Mismanagement of moneyfalls into three categories: A. overstaffing with watchbirds because the faculty may not go along with old-boy masking, B. paying too much for goods and services, perhaps $100 million too much in my 38 years here, mainly through bad bids, overruns without fines and shoddy goods; and C. placing the UH Foundation in peril through various lamentable skim-scams, the latest being a fine by the IRS of some $385,000.

4.The fourth worst act at UH has two parts. The first is the unconscionable leasing of the unseaworthy boat Holoholo in the 1970s with the subsequent loss of all hands including three UH researchers. The second part is the development of Agent Orange to defoliate Vietnam using UH people and facilities in the early 1960s.
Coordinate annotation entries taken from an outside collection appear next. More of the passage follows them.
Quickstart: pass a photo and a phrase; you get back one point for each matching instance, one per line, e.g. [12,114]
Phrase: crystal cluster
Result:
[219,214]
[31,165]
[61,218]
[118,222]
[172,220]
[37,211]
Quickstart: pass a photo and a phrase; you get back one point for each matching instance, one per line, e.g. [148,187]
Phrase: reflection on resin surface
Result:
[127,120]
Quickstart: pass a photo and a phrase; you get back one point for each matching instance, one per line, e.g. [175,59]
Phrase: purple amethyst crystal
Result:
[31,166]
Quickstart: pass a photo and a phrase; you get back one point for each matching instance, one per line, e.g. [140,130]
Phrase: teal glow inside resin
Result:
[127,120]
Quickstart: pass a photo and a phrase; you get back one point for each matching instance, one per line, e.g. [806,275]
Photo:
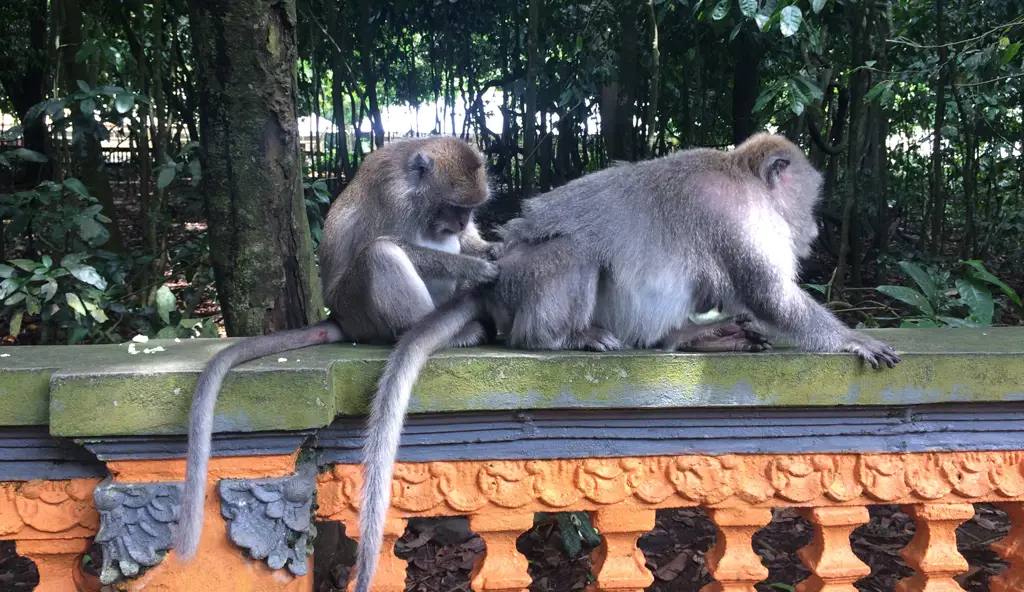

Those two occasions mean that UH is a purveyor of death rather than an enhancer of life.

5. The fifth worst act at UH is also not a single act, but an ongoing bad habit: the pervasive secrecy that affects all the most important personnel and money decisions at UH. The theory is that secrecy makes people more honest; my observation is that the opposite is true.

6. The sixth worst act at UH is specific, but has enormous implications for the future of UH: the failure of the UH administration to defend both property and intellectual rights against piracy perpetrated in China of the groundbreaking Chinese-English dictionary compiled and edited by UH Emeritus Professor John DeFrancis and published by UH Press.

DeFrancis, now 90, showed for the first time with 76,000 entries (expanded to 192,000 in the second edition) that Chinese could be phonetically alphabetized. This made written Chinese accessible to everyone who could hear it; 200-plus visual radicals no longer had to be the only organizing principle for written Chinese. UH could have been the catalyst for bring together over a billion Chinese and over a billion computers in the world.

George Simson is emeritus professor of English and retired director of the Center for Biographical Research at UH. He taught at UH from 1963 to 1998 and sits on three Ph.D. committees.